Há mais de duas semanas está na internet um manifesto que repudia práticas de intimidação adotadas pelo gestor da reitoria contra a direção da Adusp (Associação de Docentes da USP). Os dirigentes estão sendo interpelados judicialmente por declarações que teriam dado ao jornal O Estado de S. Paulo sobre a maneira como a atual administração emprega as verbas da instituição. Na tarde de ontem, quando esta reportagem foi concluída, 713 estudantes, professores e intelectuais de diversas partes do país haviam assinado o manifesto.

“Rodas está tentando – mas não vai conseguir – intimidar e calar os professores que defendem mais verbas para a educação e menos para prédios”, diz Francisco Miraglia, professor do Instituto de Matemática e Estatística da USP e diretor do Andes (Sindicato Nacional dos Docentes das Instituições de Ensino Superior).

Ele lembra que a presença da Polícia Militar no campus e as perseguições são respaldadas por um código disciplinar elaborado há 40 anos, em plena ditadura, que é hoje o mais atrasado do país.
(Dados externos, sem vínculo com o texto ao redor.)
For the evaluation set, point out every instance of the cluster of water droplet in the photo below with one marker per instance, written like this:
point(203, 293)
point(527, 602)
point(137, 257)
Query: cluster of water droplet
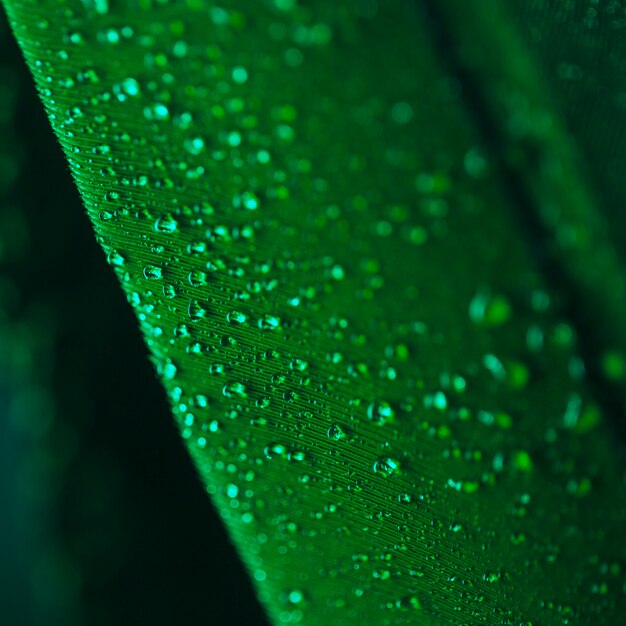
point(377, 388)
O estatuto, aliás, é que rege o processo eleitoral para reitor, a escolha dos diretores das unidades e a composição do Conselho Universitário (CO).

“Instância mais importante dentro da universidade, o Conselho Universitário na USP é pautado pela reitoria, não tem transparência, está livre do controle social e é controlado por uma oligarquia que manda na instituição há muitos anos”, diz Miraglia. Essas razões, seguindo ele, explicam seu desânimo em relação à reforma estatutária. Durante a gestão de José Goldemberg (1986 a 1990), o estatuto chegou a passar por modificações superficiais, que mantiveram seu caráter autoritário. 

Na USP, segundo Miraglia, quase metade do conselho é formado por diretores das unidades, que são escolhidos pelo reitor. Há ainda representantes das congregações – a maioria delas compostas por professores titulares, que têm muitos privilégios – e uma parcela pequena de estudantes e funcionários. Essa constituição contraria determinações da Lei de Diretrizes e Bases da Educação (LDB), que prevê a presença de 70% de professores nos colegiados, 15% de trabalhadores e 15% de alunos.

São esses representantes que escolhem os três nomes da lista encaminhada ao governador do estado, que escolhe o reitor. Esse processo indireto fere a autonomia universitária de escolher seu gestor e permite o uso político-ideológico do cargo. Rodas, por exemplo, não foi o primeiro da lista, mas foi escolhido pelo então governador José Serra (PSDB) em 2009.

“O atual reitor é o braço da política elitista e privatista do governo tucano dentro da universidade. Quando diretor da Faculdade de Direito, ele chamou a tropa de choque para prender militantes do movimento social que fizeram uma ocupação simbólica da faculdade, reivindicando a adoção de cotas para alunos negros e oriundos do ensino público”, diz Aníbal Cavali, diretor do Sintusp (Sindicato dos Trabalhadores da USP). “A truculência o credenciou junto ao governador para ocupar o cargo na reitoria”.

Por essas e outras é que Francisco Miraglia diz que será preciso muita paciência e mobilização. “A história mostra que somente grandes pressões foram capazes de promover mudanças profundas, como na Rússia, em Cuba, na França. E não vislumbro isso em curto prazo numa universidade em que os professores não podem se manifestar, não podem se organizar e são submetidos a uma sobrecarga de trabalho e a uma intensa produção em detrimento da qualidade”.